Now, I started this exploration into the IT Girl initially because of the resurgence of Twee on Tiktok. For those of you that don’t know- “Twee” is a kitschy style genre that was popular in the early 2010’s. Think- Zooey Deschanel, Oxford shoes, ukuleles and modcloth dot com.
This got me thinking about how I dressed during that time and namely, my obsession with Alexa Chung (who is, safe to say, an ardent Twee fan herself).
In 2013, Chung released her memoir, aptly titled- it.
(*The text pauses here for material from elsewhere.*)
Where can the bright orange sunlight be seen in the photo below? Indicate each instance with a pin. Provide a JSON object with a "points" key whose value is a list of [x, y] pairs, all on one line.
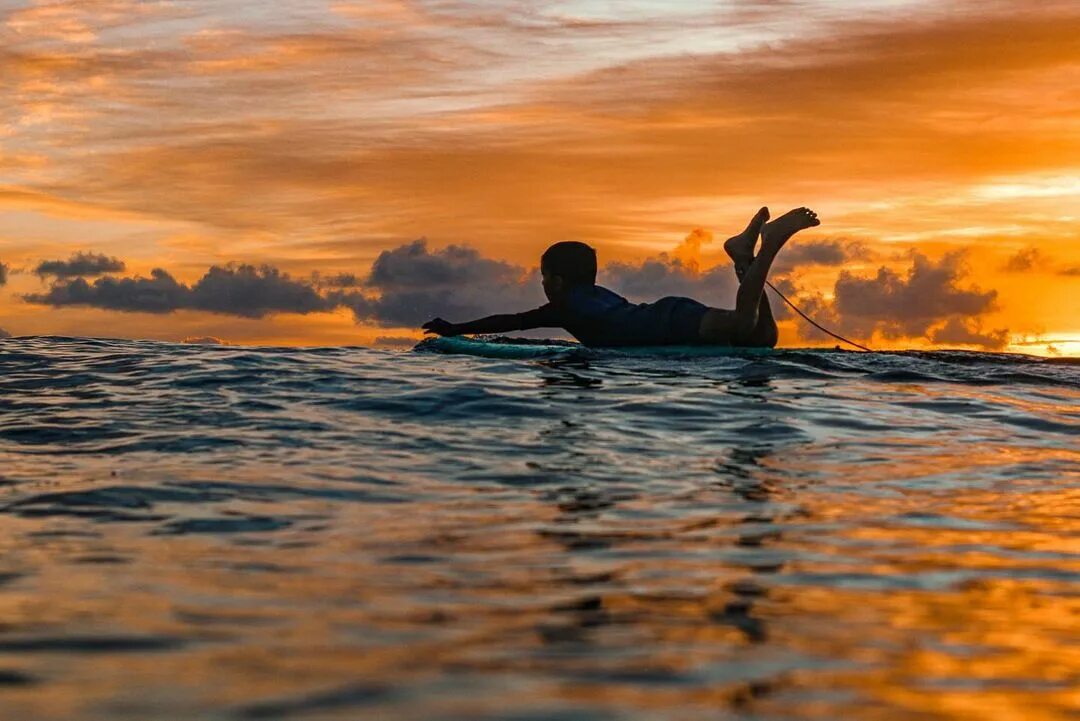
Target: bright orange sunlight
{"points": [[939, 144]]}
Inside, she talks candidly about her life, her love affairs and her taste in both clothes and music. Basically, churning out the absolute perfect fodder for her vying fans, desperate to know more about the inner workings of this elusive and off-beat cool girl.
This got me thinking about the changing landscape of celebrity. Basically, if Alexa Chung hit the scene today, would she have to try so hard? Would she have to do years of fashion shows and television gigs or could she just go viral on her tiktok account?
The question I am left with is– has reaching ‘IT Girl status’ become even easier and more accessible in the digital age? Or has the internet flooded our eyes with too many eager, fashionable girls vying for attention that it is now nearly impossible to truly be noticed?